Louise Lynch-Mills spent 40 years in higher education, and 34 of those years were spent at Union. She says her time at Union allowed her to build friendships that have lasted a lifetime and facilitate contributions that will last even longer.
Lynch-Mills held many positions at the university. She began working in the art department and later became the secretary to the dean of students.
“I got a lot of face-to-face interaction with students,” she says. “Small, daily interactions turned into lasting relationships.”
In the summer of 1975, while serving as manager of Union’s bookstore and post office, Lynch-Mills supervised the movement of the bookstore and post office from the old campus downtown to Union’s current campus.
In 1985, Lynch-Mills became Union’s first full-time director of alumni affairs. She says the relationships she had built with students in previous years helped her greatly as she began forming alumni chapters and organizing events.
“It was an easy and natural thing to do because I was just contacting old friends,” she says.
Lynch-Mills later served as director of annual giving and director of major gifts, where she facilitated gifts for projects such as the Bowld Student Commons, the Carl Grant Events Center, Miller Tower and White Hall. She also facilitated gifts from donors for scholarship endowments for the university.

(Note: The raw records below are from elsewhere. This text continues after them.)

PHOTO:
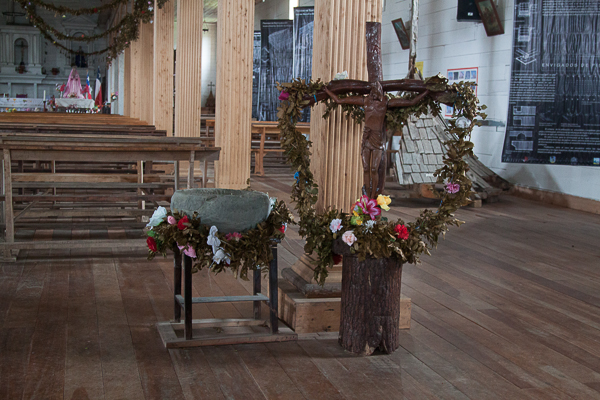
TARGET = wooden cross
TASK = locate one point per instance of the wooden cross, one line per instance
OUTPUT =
(371, 96)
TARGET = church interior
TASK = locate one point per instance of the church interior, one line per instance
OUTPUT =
(299, 199)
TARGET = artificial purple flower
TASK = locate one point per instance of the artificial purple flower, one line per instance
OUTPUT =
(369, 207)
(452, 187)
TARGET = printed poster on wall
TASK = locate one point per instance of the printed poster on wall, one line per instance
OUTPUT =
(303, 43)
(277, 53)
(457, 75)
(554, 103)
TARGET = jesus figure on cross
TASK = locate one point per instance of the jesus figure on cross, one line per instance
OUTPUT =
(372, 98)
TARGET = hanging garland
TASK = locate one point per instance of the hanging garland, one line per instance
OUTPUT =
(365, 231)
(127, 29)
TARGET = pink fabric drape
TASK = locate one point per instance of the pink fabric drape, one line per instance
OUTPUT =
(73, 86)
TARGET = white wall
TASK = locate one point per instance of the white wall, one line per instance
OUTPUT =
(444, 44)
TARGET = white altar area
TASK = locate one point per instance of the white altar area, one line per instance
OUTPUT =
(29, 65)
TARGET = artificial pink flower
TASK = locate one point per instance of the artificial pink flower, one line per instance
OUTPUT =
(401, 231)
(151, 244)
(188, 250)
(284, 95)
(368, 206)
(452, 187)
(181, 223)
(349, 238)
(233, 235)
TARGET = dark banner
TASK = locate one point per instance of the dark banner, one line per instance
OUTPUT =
(276, 64)
(255, 74)
(554, 105)
(303, 40)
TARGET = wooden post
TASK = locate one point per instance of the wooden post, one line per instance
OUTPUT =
(414, 34)
(188, 107)
(233, 131)
(164, 21)
(370, 309)
(339, 45)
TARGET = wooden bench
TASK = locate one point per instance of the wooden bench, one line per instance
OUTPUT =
(120, 149)
(266, 138)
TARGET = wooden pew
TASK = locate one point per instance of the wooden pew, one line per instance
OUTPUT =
(266, 138)
(125, 149)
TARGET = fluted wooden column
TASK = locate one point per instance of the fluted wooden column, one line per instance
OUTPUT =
(189, 67)
(125, 95)
(164, 21)
(235, 38)
(147, 69)
(339, 45)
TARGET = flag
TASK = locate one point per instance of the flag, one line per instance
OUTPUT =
(98, 89)
(88, 95)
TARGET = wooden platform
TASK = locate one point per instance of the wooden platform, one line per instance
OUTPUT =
(508, 307)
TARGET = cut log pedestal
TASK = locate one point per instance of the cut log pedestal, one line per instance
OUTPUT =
(370, 309)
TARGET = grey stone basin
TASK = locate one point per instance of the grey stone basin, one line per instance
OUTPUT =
(229, 210)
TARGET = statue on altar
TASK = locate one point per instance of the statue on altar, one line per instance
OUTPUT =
(73, 88)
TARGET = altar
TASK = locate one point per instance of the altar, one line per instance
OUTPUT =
(8, 104)
(69, 103)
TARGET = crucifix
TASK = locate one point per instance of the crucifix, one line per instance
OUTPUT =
(371, 96)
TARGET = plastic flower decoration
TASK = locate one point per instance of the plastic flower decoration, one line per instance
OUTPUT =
(383, 202)
(452, 188)
(335, 225)
(349, 238)
(401, 231)
(157, 217)
(188, 250)
(368, 207)
(234, 235)
(213, 240)
(220, 255)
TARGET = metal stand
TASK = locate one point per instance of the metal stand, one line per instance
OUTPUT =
(248, 330)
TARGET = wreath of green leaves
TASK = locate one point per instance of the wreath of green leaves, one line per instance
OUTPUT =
(126, 30)
(381, 239)
(247, 252)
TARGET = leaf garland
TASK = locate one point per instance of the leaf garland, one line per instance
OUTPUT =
(382, 239)
(127, 29)
(251, 249)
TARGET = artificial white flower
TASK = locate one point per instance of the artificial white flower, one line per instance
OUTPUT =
(369, 225)
(335, 225)
(213, 240)
(340, 75)
(159, 215)
(220, 255)
(349, 238)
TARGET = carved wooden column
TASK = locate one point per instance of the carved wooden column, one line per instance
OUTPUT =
(189, 68)
(234, 92)
(339, 45)
(164, 21)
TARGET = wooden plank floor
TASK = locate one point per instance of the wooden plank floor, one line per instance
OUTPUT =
(508, 307)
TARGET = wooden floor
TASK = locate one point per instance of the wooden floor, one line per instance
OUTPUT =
(508, 307)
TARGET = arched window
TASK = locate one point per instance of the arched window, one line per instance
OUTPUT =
(21, 56)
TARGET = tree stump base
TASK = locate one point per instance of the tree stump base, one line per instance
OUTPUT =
(370, 309)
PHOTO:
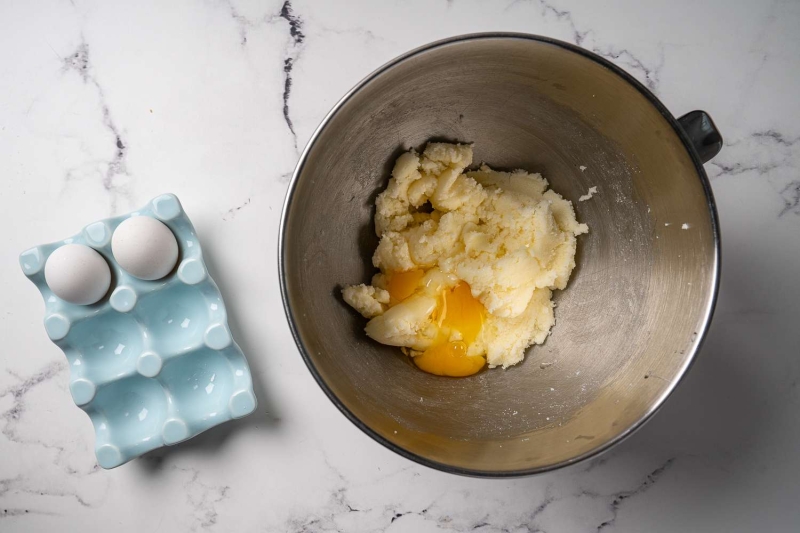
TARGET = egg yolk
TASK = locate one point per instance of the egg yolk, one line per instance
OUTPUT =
(457, 311)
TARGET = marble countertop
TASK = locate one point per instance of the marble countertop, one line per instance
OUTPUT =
(104, 105)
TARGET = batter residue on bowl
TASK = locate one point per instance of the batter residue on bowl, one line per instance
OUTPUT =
(468, 261)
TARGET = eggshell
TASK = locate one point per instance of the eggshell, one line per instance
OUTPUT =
(144, 247)
(77, 274)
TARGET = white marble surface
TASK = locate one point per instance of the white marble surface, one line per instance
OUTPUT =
(104, 105)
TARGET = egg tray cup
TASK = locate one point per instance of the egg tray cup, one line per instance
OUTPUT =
(152, 363)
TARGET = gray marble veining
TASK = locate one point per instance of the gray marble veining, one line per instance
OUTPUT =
(106, 104)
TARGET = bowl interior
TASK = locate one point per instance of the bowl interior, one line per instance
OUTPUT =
(626, 327)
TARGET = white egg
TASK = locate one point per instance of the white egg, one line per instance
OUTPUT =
(77, 274)
(145, 248)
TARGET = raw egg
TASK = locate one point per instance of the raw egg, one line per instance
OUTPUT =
(458, 317)
(77, 274)
(145, 248)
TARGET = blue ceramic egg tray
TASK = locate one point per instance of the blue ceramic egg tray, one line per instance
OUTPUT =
(153, 362)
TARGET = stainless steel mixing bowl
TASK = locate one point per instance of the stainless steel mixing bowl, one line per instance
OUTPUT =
(637, 305)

She says her work with alumni transitioned well into her work with donors. One of the first major donations she facilitated came from close friends, the McAfee family.
“You get to know the needs of the university, and you get to know the desires of the alumni,” she says. “When you get to match those together, it’s really something special.”

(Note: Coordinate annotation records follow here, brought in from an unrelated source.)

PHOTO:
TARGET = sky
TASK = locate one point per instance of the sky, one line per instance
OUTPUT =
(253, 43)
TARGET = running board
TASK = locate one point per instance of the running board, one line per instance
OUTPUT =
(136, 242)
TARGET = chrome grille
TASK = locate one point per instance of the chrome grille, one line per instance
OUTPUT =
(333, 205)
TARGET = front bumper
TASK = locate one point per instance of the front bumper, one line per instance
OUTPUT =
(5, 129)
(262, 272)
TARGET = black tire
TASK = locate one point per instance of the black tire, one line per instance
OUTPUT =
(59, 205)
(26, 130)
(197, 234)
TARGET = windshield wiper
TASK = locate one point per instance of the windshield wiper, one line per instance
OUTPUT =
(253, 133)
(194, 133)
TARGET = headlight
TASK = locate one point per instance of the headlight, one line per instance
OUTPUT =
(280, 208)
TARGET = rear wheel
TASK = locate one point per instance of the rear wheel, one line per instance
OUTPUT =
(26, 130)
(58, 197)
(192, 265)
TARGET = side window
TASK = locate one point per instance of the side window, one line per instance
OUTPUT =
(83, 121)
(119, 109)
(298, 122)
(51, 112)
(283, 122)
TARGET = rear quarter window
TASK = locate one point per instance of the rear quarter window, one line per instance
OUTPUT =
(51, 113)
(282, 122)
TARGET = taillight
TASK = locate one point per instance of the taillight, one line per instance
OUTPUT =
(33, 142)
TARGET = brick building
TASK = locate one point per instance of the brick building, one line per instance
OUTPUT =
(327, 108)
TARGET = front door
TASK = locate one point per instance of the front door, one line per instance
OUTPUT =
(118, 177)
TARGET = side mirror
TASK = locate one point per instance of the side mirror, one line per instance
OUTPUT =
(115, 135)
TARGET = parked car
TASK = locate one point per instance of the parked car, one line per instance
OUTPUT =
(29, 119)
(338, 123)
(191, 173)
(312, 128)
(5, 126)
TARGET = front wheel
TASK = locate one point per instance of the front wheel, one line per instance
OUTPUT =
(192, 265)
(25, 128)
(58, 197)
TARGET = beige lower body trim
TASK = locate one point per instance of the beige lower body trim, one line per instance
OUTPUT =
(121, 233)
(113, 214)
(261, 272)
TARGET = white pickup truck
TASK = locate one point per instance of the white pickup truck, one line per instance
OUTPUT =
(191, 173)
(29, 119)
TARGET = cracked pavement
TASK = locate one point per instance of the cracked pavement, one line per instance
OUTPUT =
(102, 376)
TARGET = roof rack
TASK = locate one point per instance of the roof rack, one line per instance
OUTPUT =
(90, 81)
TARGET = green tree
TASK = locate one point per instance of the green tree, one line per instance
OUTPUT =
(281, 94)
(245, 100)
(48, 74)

Lynch-Mills says she is grateful to have served under four presidents at Union. She says the initial call to work at the university was a lifeline for her and her family, and she is glad she was able to give back to the institution for so many years.

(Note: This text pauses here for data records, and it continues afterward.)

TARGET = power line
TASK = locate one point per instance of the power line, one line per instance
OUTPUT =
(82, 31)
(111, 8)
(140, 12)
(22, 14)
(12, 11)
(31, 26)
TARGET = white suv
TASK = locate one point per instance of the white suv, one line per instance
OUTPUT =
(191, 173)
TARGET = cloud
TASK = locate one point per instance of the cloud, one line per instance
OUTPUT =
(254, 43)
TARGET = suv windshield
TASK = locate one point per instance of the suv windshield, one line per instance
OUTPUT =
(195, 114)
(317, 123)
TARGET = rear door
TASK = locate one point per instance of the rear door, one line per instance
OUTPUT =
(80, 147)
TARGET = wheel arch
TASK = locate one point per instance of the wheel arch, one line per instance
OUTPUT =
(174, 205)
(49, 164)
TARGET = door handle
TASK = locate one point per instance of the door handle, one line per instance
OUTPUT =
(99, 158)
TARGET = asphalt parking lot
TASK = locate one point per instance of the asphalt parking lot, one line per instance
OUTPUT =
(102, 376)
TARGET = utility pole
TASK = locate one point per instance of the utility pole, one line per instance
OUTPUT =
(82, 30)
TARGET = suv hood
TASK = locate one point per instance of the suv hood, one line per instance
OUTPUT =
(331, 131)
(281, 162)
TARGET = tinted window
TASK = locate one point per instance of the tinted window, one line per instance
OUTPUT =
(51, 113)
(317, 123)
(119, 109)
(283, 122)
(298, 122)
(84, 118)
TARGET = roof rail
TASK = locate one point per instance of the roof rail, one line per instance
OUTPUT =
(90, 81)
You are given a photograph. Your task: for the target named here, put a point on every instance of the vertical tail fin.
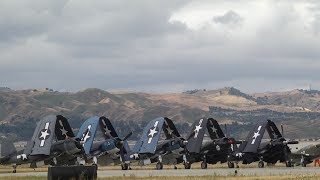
(87, 133)
(196, 135)
(6, 148)
(43, 136)
(150, 137)
(63, 129)
(107, 128)
(273, 131)
(255, 136)
(170, 129)
(214, 129)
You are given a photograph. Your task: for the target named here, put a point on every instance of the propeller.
(282, 132)
(120, 144)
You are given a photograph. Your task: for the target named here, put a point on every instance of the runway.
(194, 172)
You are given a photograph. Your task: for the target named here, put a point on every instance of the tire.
(288, 164)
(204, 165)
(124, 166)
(261, 164)
(230, 164)
(159, 166)
(187, 165)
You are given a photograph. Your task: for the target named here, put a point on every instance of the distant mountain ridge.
(228, 105)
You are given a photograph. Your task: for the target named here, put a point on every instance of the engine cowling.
(110, 146)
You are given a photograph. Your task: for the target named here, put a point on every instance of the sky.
(160, 46)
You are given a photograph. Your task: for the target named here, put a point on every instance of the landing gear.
(261, 164)
(288, 164)
(187, 165)
(159, 166)
(124, 166)
(204, 165)
(14, 168)
(230, 164)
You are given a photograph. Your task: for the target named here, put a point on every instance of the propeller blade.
(127, 136)
(293, 142)
(226, 129)
(191, 135)
(282, 132)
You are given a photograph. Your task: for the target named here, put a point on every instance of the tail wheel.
(261, 164)
(124, 166)
(230, 164)
(187, 165)
(204, 165)
(288, 164)
(159, 166)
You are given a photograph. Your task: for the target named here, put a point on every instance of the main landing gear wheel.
(204, 165)
(187, 165)
(261, 164)
(14, 168)
(230, 164)
(124, 166)
(288, 164)
(159, 166)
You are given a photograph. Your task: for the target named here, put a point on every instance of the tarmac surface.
(194, 172)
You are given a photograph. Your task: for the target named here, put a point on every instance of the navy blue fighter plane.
(52, 143)
(150, 149)
(255, 149)
(216, 149)
(110, 150)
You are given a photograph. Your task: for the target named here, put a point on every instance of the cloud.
(159, 45)
(229, 18)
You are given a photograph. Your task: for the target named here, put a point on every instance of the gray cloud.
(229, 18)
(69, 45)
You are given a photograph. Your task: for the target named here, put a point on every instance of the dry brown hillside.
(295, 108)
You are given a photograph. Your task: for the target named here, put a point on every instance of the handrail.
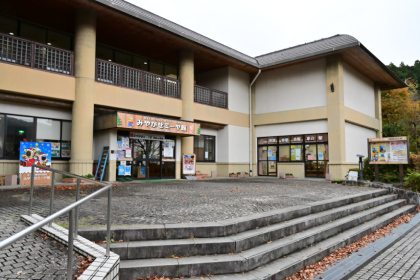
(73, 215)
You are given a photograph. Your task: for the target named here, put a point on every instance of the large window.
(311, 149)
(35, 33)
(138, 62)
(15, 129)
(205, 147)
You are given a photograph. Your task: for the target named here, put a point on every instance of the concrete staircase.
(270, 245)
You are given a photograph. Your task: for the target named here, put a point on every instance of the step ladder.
(100, 170)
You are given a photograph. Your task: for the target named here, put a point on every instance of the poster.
(399, 151)
(65, 149)
(120, 154)
(128, 152)
(168, 152)
(128, 170)
(121, 170)
(38, 153)
(188, 164)
(55, 149)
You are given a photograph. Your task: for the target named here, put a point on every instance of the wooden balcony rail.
(28, 53)
(119, 75)
(210, 97)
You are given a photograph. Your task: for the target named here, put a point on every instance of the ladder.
(100, 170)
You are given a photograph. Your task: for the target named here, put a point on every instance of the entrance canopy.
(146, 124)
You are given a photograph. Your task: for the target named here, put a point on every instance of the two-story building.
(83, 74)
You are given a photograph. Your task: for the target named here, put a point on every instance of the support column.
(336, 121)
(378, 109)
(81, 162)
(186, 73)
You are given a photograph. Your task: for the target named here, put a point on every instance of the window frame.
(205, 147)
(36, 129)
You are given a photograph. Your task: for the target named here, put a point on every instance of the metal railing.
(28, 53)
(127, 77)
(73, 210)
(210, 97)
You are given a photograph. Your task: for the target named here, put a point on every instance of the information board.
(391, 150)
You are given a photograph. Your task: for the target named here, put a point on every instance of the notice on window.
(399, 151)
(128, 152)
(55, 149)
(168, 152)
(65, 149)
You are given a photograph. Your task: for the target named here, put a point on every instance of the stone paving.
(400, 261)
(32, 257)
(184, 201)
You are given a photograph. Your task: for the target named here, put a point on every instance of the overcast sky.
(390, 29)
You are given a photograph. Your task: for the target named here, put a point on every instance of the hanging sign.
(38, 153)
(188, 164)
(391, 150)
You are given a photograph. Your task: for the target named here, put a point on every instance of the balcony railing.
(210, 97)
(123, 76)
(27, 53)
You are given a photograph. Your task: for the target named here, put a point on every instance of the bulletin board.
(391, 150)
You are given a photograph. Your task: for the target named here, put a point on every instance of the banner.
(38, 153)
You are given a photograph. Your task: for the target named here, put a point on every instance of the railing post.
(70, 247)
(31, 192)
(108, 223)
(76, 220)
(52, 195)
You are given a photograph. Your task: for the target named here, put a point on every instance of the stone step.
(242, 241)
(253, 258)
(286, 267)
(225, 227)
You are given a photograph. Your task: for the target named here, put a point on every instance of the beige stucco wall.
(297, 169)
(359, 93)
(290, 88)
(37, 83)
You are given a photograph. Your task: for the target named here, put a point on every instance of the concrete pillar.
(378, 109)
(81, 162)
(336, 121)
(186, 74)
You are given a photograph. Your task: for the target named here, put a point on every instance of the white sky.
(390, 29)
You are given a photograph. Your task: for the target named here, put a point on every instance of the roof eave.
(173, 31)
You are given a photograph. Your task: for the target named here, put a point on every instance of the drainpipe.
(250, 123)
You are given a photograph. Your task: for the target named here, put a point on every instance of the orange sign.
(157, 124)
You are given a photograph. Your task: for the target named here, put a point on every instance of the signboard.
(188, 164)
(146, 123)
(391, 150)
(34, 153)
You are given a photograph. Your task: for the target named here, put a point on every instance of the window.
(59, 40)
(33, 32)
(8, 25)
(18, 129)
(204, 147)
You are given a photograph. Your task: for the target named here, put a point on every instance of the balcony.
(127, 77)
(35, 55)
(210, 97)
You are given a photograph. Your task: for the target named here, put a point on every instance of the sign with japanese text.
(38, 153)
(125, 120)
(391, 150)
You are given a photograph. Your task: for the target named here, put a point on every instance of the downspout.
(250, 123)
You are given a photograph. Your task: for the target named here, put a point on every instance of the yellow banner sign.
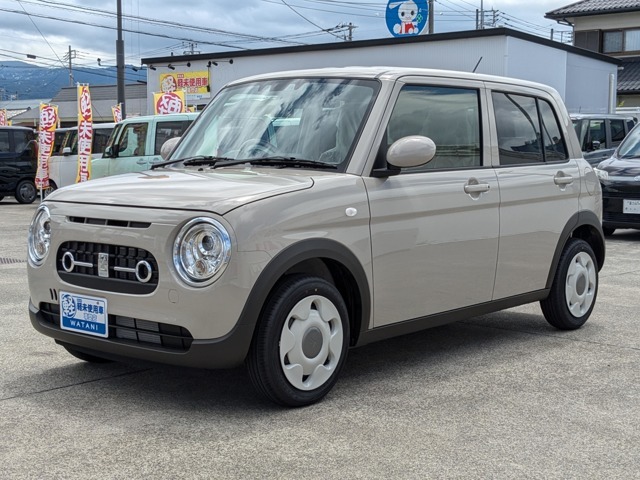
(116, 110)
(85, 133)
(194, 84)
(46, 135)
(169, 102)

“What I really want to express is a sense of gratitude,” she says. “God was able to use me as his conduit in connecting Union with donors and alumni, and at the same time connect me with so many people that I love and value.”
Lynch-Mills’ family has strong Union connections. Her mother worked as a dorm mother at the university, and her first husband, Morris Lynch, was a Union graduate and assistant professor of psychology at Union for several years. Her son, Kyle Lynch, is also a Union graduate.
“Union has been such a big part of our family, from my mother to my siblings to my son,” she says. “I keep watching it grow as a place for Christian education, and I am glad I and my family have been a part of that.”